La gente no está tan ansiosa por cambiar si decir cosas como: «Eres una persona mala», «Eres malvado», «Odio estar cerca de ti».
En cambio, cuando podemos practicar la vulnerabilidad y hablar con las personas sobre cómo sus acciones nos hacen sienten, están más inclinados a escuchar. Entonces podemos ofrecer sugerencias para mejorar la comunicación, la relación, etc.
2. Buscar comprensión
Cuando discutimos las acciones en lugar del carácter, nos abrimos a comprender mejor a la otra persona. Sin tener una relación personal con alguien, podemos ver fácilmente el mal comportamiento de alguien y llegar a una suposición rápida.
Mucho más difícil de hacer es entender por qué alguien se comporta de la manera que lo hace. Cuando buscamos un entendimiento podemos comprender mejor las motivaciones de alguien. No solo eso, sino que también nos humillamos ante el hecho de que todos pecamos (Romanos 3:23).
3. Comparte amor
En cualquier conversación, y en cada acción, podemos cumplir el segundo gran mandamiento amando a los demás (Mateo 22:39).

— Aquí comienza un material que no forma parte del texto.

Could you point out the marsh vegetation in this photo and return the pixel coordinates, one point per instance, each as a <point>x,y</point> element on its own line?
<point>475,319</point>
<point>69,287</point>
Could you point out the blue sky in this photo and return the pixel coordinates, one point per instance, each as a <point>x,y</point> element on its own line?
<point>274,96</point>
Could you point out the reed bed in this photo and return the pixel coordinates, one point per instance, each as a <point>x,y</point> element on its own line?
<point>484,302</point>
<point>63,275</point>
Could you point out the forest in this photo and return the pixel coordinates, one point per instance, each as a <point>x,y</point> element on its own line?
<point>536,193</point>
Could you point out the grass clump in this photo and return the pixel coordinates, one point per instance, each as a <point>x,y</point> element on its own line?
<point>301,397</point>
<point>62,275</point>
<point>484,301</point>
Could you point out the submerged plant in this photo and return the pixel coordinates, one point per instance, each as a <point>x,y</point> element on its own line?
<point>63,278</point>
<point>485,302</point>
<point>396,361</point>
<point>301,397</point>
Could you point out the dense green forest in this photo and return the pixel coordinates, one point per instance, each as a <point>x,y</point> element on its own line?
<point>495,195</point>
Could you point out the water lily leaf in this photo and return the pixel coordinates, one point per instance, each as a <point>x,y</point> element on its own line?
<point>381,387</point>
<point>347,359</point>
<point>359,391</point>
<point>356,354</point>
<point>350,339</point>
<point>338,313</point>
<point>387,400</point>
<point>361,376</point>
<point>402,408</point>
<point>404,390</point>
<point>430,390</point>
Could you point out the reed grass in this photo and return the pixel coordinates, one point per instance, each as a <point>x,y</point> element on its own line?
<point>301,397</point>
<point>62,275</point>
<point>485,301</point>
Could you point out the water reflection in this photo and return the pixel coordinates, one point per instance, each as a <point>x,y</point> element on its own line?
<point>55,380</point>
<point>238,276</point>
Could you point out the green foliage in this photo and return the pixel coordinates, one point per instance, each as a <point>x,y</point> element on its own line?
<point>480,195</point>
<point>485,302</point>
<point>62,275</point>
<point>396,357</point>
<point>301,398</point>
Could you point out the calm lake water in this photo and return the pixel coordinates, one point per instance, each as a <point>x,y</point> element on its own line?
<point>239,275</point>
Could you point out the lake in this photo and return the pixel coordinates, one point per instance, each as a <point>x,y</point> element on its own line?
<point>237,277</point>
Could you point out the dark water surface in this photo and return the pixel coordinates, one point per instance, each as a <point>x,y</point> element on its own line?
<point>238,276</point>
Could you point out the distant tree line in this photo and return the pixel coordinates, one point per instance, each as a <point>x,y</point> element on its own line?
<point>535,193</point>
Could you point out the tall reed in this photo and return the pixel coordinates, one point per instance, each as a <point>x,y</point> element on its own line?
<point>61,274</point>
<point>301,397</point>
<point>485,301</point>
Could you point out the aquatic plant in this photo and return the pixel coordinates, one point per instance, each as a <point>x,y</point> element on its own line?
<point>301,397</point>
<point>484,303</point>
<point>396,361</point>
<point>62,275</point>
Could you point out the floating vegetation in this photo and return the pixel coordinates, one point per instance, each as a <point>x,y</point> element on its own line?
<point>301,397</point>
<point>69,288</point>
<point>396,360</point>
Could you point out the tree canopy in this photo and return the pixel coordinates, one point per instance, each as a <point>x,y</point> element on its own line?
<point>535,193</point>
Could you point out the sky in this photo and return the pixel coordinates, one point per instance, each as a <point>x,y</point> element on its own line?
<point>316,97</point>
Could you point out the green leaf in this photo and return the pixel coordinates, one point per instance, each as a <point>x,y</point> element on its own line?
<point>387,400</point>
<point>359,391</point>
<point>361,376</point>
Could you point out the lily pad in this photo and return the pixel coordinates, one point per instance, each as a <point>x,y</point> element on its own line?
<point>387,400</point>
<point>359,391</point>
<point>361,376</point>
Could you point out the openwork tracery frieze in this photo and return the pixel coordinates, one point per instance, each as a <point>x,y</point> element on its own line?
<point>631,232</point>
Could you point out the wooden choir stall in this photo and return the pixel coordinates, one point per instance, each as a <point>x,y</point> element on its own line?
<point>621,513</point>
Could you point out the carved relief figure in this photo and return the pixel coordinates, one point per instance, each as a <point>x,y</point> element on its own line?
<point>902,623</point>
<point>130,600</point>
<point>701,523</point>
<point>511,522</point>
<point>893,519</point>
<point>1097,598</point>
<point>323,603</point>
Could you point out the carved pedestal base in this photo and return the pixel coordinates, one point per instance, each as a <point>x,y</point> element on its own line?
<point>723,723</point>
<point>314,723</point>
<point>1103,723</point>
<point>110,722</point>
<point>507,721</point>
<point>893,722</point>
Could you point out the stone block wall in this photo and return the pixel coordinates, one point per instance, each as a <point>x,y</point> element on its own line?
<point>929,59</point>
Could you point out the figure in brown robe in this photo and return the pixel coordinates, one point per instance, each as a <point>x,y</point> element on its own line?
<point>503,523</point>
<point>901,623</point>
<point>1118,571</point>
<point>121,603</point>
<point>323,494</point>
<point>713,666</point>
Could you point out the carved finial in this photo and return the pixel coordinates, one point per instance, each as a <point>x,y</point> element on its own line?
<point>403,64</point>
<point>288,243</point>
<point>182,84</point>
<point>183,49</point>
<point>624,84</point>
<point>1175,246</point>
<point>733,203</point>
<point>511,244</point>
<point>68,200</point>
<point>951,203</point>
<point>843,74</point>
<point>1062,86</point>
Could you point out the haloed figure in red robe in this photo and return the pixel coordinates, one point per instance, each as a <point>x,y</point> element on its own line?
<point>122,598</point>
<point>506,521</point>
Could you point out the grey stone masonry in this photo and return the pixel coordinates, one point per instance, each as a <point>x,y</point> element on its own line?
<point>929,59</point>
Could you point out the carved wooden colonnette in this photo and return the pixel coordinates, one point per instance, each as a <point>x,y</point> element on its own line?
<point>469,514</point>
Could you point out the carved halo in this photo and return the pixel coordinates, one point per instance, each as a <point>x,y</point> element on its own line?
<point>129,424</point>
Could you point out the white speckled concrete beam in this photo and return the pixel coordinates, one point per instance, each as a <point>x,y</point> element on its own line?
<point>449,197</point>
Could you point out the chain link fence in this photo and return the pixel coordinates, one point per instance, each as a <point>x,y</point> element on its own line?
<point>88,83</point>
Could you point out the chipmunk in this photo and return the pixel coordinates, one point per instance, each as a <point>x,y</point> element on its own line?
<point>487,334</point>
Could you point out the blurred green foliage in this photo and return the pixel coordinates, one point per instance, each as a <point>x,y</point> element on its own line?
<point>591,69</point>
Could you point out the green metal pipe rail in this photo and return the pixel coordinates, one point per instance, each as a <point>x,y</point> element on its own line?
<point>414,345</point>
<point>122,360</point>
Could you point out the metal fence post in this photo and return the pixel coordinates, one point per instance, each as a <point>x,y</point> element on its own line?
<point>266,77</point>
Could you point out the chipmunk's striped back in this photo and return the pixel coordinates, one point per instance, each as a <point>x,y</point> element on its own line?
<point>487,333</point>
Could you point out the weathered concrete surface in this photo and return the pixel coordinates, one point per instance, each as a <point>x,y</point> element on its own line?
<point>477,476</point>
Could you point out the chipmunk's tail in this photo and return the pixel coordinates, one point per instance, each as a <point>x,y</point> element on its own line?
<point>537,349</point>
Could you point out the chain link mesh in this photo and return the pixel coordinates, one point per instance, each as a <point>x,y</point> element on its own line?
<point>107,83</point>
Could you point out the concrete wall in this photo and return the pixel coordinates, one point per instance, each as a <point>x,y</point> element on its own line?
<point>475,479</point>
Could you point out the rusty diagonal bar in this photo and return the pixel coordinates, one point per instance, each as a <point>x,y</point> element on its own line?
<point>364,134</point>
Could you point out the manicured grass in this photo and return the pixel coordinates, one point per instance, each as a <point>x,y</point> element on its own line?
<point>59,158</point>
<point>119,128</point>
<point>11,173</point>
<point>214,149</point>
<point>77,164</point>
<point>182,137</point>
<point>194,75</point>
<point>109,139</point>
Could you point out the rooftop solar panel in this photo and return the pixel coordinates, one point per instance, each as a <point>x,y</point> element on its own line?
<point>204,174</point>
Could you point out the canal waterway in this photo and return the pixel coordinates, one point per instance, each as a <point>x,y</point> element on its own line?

Amar a alguien no significa que cada palabra que decimos es un cumplido, una afirmación o una palabra de aprobación. Lo que significa el amor es alentar a alguien a ser mejor en todas y cada una de las formas posibles. Cuando amamos a los demás, tal como nos amamos a nosotros mismos, buscamos edificar a los demás, no derribarlos ni siquiera en momentos de crítica.
Cuando dominamos esta capacidad de amar, podemos ser como Jesús con la adúltera, no ofreciendo condenación, sino aliento claro y definitivo a los demás para que vayan y sean mejores personas (Juan 8:11).